# Introduction

In this notebook we let Optuna optimize a few hyperparameters of an XGBoost model that will be used to make a submission to the [Housing Prices Competition for Kaggle Learn Users](https://www.kaggle.com/competitions/home-data-for-ml-course/data).

# Data Preparation

The following code cell checks that the required inputs are available.

In [None]:
# Load helpful packages
import numpy as np
import pandas as pd
import ames_housing_utils as utils

# List data files
utils.list_input()

We can now load the training set and convert it into the `DMatrix` that is expected by the [XGBoost cross validation function](https://xgboost.readthedocs.io/en/latest/r_docs/R-package/docs/reference/xgb.cv.html). We enable support for categorical data.

In [None]:
import xgboost as xgb

# Load and display training set
X_train, y_train = utils.load_train()
display(pd.concat([X_train, y_train], axis=1))

# Convert training set into DMatrix
dtrain = xgb.DMatrix(X_train, label=y_train, enable_categorical=True)

# Optuna Study

First we define the objectives of the optimization:

0. **Mean Absolute Error (MAE)** for accuracy
1. **Standard Error (SE)** for robustness

We'll let Optuna search for the best tree constraints (`max_depth`, `min_child_weight`) and stochasticity (`subsample`, `colsample_bytree`) given a fixed `learning_rate`. We'll rely on early stopping to find the best number of trees.

In [None]:
FIXED_PARAMS = {
        "objective": "reg:absoluteerror",
        "tree_method": "hist",  # required for categorical support
        "learning_rate": 0.05
}

def objective(trial):
    params = {
        **FIXED_PARAMS,
        "max_depth": trial.suggest_int("max_depth", 3, 6),
        "min_child_weight": trial.suggest_int("min_child_weight", 1, 20),
        "subsample": trial.suggest_float("subsample", 0.6, 1.0, step=0.01),
        "colsample_bytree": trial.suggest_float("colsample_bytree", 0.5, 1.0, step=0.01),
    }

    cv_results = xgb.cv(
        params=params,
        dtrain=dtrain,
        num_boost_round=5000,
        nfold=5,
        early_stopping_rounds=50,
        metrics="mae",
        seed=42
    )
    trial.set_user_attr("num_boost_round", cv_results.shape[0])

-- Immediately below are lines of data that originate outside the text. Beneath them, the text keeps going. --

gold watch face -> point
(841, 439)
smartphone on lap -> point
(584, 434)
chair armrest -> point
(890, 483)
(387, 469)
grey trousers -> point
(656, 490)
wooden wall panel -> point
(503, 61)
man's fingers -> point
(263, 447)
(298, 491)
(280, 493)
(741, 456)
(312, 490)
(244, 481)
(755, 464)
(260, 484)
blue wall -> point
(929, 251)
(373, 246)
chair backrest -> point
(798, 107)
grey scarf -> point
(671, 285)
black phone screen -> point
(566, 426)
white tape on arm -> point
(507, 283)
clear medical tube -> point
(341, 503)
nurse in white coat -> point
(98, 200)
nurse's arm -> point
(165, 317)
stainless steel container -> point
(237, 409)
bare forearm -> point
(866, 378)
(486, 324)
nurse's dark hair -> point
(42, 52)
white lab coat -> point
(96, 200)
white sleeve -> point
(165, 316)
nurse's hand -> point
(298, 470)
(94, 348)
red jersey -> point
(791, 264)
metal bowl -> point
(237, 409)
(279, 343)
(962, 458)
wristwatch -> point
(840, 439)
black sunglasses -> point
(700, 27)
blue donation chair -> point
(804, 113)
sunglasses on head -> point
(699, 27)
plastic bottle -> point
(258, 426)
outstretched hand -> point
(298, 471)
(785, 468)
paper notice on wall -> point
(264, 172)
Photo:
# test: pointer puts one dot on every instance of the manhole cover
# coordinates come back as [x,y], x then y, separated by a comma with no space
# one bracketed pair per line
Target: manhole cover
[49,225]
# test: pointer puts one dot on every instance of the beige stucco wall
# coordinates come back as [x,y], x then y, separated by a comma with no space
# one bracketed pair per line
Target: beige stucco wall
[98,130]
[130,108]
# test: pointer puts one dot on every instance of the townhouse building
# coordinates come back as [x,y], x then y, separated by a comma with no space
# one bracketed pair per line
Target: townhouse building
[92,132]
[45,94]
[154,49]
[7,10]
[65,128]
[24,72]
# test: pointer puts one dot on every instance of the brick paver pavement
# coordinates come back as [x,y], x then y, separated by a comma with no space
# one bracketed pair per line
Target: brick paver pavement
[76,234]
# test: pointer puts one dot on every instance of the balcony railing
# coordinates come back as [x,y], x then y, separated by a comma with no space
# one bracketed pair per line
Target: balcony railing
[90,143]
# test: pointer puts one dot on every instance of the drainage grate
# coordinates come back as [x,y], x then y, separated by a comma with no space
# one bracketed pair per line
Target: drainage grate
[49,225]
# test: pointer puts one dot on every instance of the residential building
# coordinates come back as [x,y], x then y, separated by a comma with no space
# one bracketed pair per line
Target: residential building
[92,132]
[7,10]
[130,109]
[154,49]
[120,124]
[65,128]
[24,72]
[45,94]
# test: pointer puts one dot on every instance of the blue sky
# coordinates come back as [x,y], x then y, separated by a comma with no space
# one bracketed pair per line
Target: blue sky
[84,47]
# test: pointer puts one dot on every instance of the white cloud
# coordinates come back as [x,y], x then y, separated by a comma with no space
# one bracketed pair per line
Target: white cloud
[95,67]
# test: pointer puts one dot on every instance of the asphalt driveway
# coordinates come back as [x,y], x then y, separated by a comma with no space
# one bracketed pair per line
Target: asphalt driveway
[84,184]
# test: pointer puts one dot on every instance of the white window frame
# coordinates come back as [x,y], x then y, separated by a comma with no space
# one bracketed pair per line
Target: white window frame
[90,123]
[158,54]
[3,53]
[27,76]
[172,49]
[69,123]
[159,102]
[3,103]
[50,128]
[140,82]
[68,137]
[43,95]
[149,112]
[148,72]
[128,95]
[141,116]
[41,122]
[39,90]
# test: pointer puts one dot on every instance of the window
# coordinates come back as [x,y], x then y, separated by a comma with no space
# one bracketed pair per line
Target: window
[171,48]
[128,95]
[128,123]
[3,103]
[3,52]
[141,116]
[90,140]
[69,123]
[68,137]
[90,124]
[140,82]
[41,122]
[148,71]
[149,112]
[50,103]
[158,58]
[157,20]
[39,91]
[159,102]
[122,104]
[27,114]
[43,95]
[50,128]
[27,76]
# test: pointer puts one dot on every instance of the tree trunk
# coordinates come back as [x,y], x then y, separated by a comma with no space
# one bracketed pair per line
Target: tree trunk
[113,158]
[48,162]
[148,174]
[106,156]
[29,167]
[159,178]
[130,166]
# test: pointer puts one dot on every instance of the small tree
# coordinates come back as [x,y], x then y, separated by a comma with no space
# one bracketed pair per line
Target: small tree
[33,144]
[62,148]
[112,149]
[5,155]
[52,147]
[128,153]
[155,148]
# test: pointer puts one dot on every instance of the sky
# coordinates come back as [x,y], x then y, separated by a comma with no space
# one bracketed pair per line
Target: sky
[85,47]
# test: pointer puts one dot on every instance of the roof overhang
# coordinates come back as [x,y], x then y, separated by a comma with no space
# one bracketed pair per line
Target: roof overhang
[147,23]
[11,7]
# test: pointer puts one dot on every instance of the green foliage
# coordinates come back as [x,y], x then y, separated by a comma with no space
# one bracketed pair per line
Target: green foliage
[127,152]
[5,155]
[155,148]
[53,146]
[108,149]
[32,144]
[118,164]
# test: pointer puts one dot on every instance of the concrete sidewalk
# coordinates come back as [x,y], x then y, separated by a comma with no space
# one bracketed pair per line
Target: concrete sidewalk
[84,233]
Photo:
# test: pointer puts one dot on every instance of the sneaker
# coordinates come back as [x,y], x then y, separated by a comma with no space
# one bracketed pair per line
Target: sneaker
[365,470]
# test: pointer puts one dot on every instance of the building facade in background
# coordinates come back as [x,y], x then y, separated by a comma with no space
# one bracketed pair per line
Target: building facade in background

    last_round = cv_results.iloc[-1]
    return last_round['test-mae-mean'], last_round['test-mae-std'] / (5**0.5)

Now we can perform the actual study. For a warm start, we enqueue the result of previous tuning efforts.

In [None]:
import optuna

study = optuna.create_study(directions=["minimize", "minimize"])
study.enqueue_trial({
    'max_depth': 5,
    'min_child_weight': 18,
    'subsample': 0.64,
    'colsample_bytree': 0.57
})

# Prepare warm start
%time study.optimize(objective, n_trials=50, show_progress_bar=True)

Now we can display a scatter plot with the Pareto front of best trials.

In [None]:
import plotly.io as pio
pio.renderers.default = "iframe"

optuna.visualization.plot_pareto_front(study).show()

Finally, let's select the trial with the lowest $MAE + 2 \times SE$ as the best trial and print the relevant properties.

In [None]:
best_trial = min(study.best_trials, key=lambda t: t.values[0] + (2 * t.values[1]))
print(f'Best trial: {best_trial.number}')
print(f'Best score: {best_trial.values[0]:.2f} +/- {best_trial.values[1]:.2f}')

best_params = best_trial.params
print(f'Best params: {best_params}')

best_iteration = best_trial.user_attrs['num_boost_round']
print(f'Best iteration: {best_iteration}')

# Refit and Predict

Now we can refit the XGBoost model to the full training set using the best parameters found in the study.

In [None]:
model = xgb.train(
    params={**FIXED_PARAMS, **best_params},
    dtrain=dtrain,
    num_boost_round=best_iteration
)

We conclude this notebook by preparing a submission to the competition.

In [None]:
# Define test matrix
X_test, test_ids = utils.load_test()
dtest = xgb.DMatrix(X_test, enable_categorical=True)

# Make and save predictions
preds = model.predict(dtest)
utils.save_preds(test_ids, preds)